Like many campuses across the Inland Empire, there is one way into McAuliffe Elementary — through the front gate. Authorities said the intruder did not go through the gate and was seen climbing over the school’s 6-foot chain-link perimeter fence as he ran away from a campus supervisor, and likely had scaled the fence to get in.
Fencing has become a focus of discussion this week about how the district might make the campus less vulnerable to attempts by intruders to evade the school’s defenses.
Experts say chain link fences are vulnerable because they are among the easiest fences to climb. In recent years, some of the region’s larger school systems — among them San Bernardino City, Corona-Norco and Moreno Valley unified school districts — have replaced chain-link perimeter fencing with stronger, vertical-oriented fences made of wrought iron and galvanized steel that are harder to scale.
While officials mull what long-term upgrades will be needed, several immediate measures were taken to protect the school’s children.
McAuliffe started putting together a parent volunteer patrol to closely watch specific campus locations during student drop-off and pick-up times and recess. Students were asked to take a friend with them when they use the restroom. And the bathroom where the assault occurred was closed as officials considered how to provide surveillance for that area.

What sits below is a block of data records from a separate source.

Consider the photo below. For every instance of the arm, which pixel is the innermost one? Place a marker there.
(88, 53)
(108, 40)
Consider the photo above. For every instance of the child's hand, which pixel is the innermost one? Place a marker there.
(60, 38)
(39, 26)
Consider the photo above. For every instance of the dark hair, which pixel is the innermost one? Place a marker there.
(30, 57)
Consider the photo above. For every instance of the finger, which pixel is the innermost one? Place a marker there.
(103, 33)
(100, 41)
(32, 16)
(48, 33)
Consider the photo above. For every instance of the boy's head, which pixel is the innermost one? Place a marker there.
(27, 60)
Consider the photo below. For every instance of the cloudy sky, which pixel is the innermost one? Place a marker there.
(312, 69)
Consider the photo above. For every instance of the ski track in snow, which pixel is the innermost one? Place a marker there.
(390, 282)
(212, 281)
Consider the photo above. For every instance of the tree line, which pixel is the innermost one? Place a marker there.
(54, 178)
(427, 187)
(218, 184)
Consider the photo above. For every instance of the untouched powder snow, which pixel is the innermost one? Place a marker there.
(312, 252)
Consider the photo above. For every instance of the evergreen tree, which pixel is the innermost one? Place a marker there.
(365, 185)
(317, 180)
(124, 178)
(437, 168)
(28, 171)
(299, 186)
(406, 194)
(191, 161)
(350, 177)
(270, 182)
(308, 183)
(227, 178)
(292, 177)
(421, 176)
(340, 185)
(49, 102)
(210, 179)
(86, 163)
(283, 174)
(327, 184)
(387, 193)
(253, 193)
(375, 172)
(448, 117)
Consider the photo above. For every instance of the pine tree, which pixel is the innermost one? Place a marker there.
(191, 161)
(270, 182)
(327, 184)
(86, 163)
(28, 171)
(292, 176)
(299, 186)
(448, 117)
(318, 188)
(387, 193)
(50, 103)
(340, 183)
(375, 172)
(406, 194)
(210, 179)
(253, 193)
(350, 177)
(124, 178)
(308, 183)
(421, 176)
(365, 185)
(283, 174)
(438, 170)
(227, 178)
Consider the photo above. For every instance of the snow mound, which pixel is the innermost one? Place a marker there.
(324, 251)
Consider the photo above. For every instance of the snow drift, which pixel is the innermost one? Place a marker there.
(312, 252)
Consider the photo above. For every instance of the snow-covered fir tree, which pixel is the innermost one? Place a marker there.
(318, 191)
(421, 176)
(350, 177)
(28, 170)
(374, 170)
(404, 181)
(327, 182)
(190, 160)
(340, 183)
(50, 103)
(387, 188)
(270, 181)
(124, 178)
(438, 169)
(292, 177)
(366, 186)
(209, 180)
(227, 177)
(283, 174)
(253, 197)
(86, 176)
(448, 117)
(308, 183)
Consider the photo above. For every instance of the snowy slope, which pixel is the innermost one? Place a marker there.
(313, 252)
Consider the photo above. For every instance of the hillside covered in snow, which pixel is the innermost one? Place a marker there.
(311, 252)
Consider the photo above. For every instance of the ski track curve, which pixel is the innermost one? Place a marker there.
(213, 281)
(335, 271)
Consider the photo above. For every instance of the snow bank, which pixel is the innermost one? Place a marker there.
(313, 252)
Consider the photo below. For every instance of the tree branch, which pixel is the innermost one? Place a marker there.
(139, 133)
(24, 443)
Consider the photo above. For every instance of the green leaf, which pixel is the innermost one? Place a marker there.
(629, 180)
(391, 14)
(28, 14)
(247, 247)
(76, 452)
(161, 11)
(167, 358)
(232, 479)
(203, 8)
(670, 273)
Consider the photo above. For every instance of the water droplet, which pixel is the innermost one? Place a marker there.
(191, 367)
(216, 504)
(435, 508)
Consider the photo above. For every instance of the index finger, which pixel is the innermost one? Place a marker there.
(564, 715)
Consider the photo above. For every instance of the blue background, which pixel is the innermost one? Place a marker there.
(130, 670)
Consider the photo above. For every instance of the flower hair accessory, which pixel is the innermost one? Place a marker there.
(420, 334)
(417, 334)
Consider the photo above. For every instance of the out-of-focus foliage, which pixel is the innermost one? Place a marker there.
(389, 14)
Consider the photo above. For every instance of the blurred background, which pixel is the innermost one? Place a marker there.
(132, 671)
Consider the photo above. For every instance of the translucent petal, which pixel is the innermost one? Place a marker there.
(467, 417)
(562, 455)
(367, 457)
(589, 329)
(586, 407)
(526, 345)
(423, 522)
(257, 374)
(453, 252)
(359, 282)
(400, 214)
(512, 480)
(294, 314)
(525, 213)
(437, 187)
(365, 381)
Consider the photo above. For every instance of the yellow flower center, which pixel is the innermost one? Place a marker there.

Brenda Mendez, whose son attends McAuliffe, said the school must do better.
“These are our babies,” she said. “When the message came through I cried when I heard it was a little girl — because I was once a little girl. We failed that little girl.”
She also offered a question.
“Please, how can I go to bed at night knowing my little boy is safe?”
Editor’s note: This story has been updated to correct an error. An outside gate that leads from the street to the staff parking lot at McAuliffe Elementary School in Riverside was not locked when an intruder entered the campus and attacked a student, said Allan Mucerino, superintendent of the Alvord Unified School District.